堂上的宾客们皆发出了喝彩,为她鼓掌叫好,就连台上的司马锦都露出了一个满意的笑容。
一舞毕,林澜伊对堂上的宾客依次行礼。
她转过头,忽然对司马朔露出了抛去了一个意味深长的眼神。
她睫毛微垂,视线落在了司马朔的酒杯上。
司马朔飞速看了一眼,只见自己的酒杯里似乎多了些朱红色的粉末。
朱砂?
这宫宴之上,为何会混进朱砂?
而此时,林澜伊已经回到了大堂正中央,对司马锦俯身行礼。
司马朔懂了,林澜伊在水袖中夹杂了朱砂粉末,然后趁着跳舞的时候不动声色地下到了司马朔的酒里。
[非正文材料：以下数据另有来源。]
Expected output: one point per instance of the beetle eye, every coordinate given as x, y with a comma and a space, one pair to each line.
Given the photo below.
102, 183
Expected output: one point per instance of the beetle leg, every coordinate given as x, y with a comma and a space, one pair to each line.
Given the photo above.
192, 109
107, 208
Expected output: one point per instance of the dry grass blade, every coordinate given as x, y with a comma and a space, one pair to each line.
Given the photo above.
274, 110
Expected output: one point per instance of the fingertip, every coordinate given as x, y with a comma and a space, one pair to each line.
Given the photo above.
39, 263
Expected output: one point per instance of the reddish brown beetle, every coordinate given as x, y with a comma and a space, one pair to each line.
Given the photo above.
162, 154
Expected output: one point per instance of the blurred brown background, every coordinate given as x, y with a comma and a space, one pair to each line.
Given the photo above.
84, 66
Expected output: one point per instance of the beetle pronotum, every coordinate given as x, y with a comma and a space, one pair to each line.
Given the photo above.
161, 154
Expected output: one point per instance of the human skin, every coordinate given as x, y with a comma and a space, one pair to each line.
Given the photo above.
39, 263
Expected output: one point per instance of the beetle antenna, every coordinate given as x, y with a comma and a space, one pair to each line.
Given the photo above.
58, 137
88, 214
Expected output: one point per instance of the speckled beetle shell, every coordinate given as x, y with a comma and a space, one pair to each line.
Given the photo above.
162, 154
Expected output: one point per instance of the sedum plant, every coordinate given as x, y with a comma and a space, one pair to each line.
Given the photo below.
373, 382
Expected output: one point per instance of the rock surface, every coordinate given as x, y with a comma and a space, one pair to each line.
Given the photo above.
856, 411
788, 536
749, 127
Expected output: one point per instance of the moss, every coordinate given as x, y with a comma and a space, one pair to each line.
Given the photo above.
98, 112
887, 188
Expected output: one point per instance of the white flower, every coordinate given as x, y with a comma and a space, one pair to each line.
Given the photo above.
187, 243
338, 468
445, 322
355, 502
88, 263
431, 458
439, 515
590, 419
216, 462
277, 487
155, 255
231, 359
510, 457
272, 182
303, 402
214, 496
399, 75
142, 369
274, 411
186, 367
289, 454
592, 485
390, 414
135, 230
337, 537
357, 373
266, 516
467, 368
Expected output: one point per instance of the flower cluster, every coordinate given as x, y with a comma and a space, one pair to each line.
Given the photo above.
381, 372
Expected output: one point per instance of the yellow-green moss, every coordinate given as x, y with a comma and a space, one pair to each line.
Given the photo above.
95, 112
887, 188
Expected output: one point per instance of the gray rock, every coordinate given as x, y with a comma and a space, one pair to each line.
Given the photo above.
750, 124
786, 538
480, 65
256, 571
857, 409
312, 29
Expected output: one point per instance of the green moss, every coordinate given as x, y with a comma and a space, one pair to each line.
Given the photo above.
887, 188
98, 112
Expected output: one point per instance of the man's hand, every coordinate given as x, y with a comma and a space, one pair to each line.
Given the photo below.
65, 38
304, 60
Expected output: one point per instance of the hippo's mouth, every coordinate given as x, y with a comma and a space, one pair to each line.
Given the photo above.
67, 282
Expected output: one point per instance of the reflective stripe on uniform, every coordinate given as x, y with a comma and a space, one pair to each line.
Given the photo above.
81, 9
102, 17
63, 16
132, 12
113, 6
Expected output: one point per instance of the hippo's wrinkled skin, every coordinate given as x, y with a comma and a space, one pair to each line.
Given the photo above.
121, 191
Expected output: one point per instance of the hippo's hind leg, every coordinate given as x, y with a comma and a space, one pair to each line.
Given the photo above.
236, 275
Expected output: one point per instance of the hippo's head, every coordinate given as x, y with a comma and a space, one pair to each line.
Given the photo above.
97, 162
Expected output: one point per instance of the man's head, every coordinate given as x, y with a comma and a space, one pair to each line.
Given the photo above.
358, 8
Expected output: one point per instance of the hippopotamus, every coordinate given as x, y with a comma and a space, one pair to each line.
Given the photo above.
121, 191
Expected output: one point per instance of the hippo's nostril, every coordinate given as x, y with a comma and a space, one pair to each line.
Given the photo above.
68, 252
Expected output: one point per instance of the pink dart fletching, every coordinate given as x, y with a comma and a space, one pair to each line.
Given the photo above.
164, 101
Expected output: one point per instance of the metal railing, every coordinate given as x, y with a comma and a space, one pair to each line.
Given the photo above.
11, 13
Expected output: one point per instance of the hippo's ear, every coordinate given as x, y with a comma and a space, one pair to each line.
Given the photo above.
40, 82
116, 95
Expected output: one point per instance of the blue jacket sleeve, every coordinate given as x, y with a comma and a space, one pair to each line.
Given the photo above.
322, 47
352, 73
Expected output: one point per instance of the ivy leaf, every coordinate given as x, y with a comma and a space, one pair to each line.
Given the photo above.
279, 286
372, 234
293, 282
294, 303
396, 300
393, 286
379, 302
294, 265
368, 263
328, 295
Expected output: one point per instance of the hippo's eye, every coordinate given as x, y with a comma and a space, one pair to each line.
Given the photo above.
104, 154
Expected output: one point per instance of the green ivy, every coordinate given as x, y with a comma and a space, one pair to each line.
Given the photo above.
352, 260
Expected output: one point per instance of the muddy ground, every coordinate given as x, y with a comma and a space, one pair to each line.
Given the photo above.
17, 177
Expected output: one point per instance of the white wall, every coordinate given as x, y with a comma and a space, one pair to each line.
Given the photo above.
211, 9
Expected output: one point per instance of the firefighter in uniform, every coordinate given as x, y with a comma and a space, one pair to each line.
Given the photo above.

可是这少量的朱砂根本就起不到什么作用,林澜伊为何要放到他的酒杯里?
如果是想害他的话,那大可以直接下毒。
或许是林澜伊偷换了毒药?
林澜伊是在暗示他什么?
电光火石之间,一个念头浮现在司马朔的脑海中。司马朔忽然站起身来,为林澜伊鼓起了掌。
“林夫人这支舞跳的真是……”
司马朔话还没有说完,桌上的酒盏就忽然被他扫落在地,仿佛是不小心弄倒了那样,动作极其自然,根本看不出半点端倪来。台上的司马锦也没有察觉到异样,但心头却依旧猛的一震。
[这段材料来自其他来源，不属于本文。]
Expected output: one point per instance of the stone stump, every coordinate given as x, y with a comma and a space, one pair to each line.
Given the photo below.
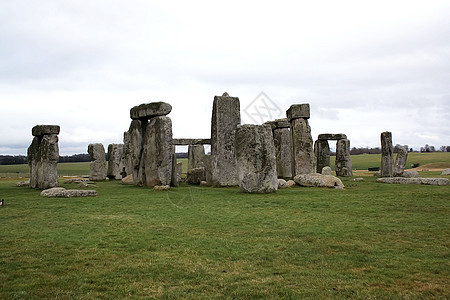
256, 161
283, 148
225, 118
98, 168
304, 160
387, 155
114, 159
322, 152
400, 161
343, 160
43, 156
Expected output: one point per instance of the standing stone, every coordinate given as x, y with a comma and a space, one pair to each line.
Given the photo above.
98, 162
387, 155
283, 150
304, 160
256, 161
196, 156
322, 152
343, 159
225, 118
157, 154
400, 161
43, 156
114, 158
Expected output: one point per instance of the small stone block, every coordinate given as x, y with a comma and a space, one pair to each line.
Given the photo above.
297, 111
150, 110
332, 136
40, 130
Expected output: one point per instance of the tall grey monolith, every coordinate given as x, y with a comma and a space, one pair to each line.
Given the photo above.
322, 152
225, 118
256, 161
43, 156
387, 155
98, 168
304, 160
114, 159
343, 160
283, 147
400, 161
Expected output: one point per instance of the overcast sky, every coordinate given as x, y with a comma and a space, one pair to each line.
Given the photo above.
364, 67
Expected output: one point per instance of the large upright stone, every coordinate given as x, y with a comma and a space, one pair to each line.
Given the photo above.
255, 154
114, 159
400, 161
343, 159
150, 110
43, 156
196, 156
283, 150
387, 155
157, 153
322, 152
225, 118
304, 160
98, 162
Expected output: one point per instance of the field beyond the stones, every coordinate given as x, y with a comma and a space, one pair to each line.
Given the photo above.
369, 241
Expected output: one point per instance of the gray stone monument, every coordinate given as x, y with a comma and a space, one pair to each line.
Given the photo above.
387, 155
114, 158
98, 168
343, 160
43, 156
304, 160
256, 161
225, 118
400, 161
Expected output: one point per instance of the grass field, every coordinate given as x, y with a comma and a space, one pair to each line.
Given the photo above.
369, 241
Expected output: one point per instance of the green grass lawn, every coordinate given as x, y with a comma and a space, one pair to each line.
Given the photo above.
370, 241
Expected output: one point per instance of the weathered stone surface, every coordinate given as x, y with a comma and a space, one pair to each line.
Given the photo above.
326, 170
283, 151
40, 130
186, 142
196, 175
128, 180
318, 180
343, 160
410, 174
161, 187
150, 110
225, 118
282, 184
98, 167
304, 160
297, 111
196, 156
43, 156
322, 152
400, 161
332, 136
256, 161
114, 157
387, 155
63, 193
426, 181
446, 172
157, 153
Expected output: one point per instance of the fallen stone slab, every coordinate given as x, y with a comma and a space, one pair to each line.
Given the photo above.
332, 136
425, 181
150, 110
40, 130
318, 180
63, 193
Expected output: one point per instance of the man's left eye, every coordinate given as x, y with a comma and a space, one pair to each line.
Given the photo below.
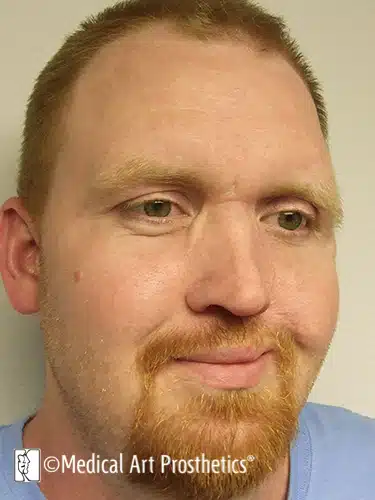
293, 220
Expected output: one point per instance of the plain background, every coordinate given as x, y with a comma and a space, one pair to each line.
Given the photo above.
339, 39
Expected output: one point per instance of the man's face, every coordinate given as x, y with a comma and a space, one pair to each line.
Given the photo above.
23, 463
128, 291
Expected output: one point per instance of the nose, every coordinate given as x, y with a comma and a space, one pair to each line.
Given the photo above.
230, 267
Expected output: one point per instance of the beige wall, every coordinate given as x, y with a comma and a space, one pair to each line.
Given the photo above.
339, 37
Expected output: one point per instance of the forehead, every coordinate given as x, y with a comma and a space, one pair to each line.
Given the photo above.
157, 93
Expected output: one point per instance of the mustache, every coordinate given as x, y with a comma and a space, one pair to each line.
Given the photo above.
173, 343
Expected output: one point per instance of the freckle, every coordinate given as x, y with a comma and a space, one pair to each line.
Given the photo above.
77, 276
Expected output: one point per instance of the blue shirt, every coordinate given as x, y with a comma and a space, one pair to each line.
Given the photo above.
332, 457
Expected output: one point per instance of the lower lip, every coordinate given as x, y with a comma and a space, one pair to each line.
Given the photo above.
228, 376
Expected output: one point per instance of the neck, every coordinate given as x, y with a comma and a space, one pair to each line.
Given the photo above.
53, 431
林澜伊跳完了舞,那毒药也自然就撒在了司马朔的杯里,可是酒杯竟然被他无意中打翻了!
宋堑不知道司马朔到底要干什么,只是顺势向地上看了一眼,忽然一惊。
“这酒里是有什么东西吗?”
宋堑此言一出,瞬间引起了堂上宾客们的注意。
坐在司马朔旁边那桌的是向来就不怎么得司马锦青睐的右相,他俯身一看。
“哟,这红彤彤的是什么呀?是王爷酒杯里的?”
宋堑蹲下身,用手指沾了点地上酒里混杂的红色粉末,在指间捻开了看。
“是朱砂。”
司马朔目光一沉,“宫宴之上,为何会混进朱砂来?”
“哎哟,这不会是下毒吧!”右相惊呼,“来人!快护驾!”
外面的侍卫听到动静,呼啦一声全都冲了上来,把整个宴会厅都围得死死的。
秦潇然心中猛的一惊,难怪林澜伊今天会来到宫宴上,原来是为了给司马朔下毒。
可是朱砂虽然用多了有害,又怎么能算是毒呢?
秦潇然慌了,这其中一定还藏着许多他不知道的事。
上面的司马锦表情几乎已经到了崩溃的边缘,好好的毒药,怎么会变成朱砂?
他目光阴森的看向林澜伊,只见林澜伊也露出了一个茫然无措的表情,不像是他动的手脚。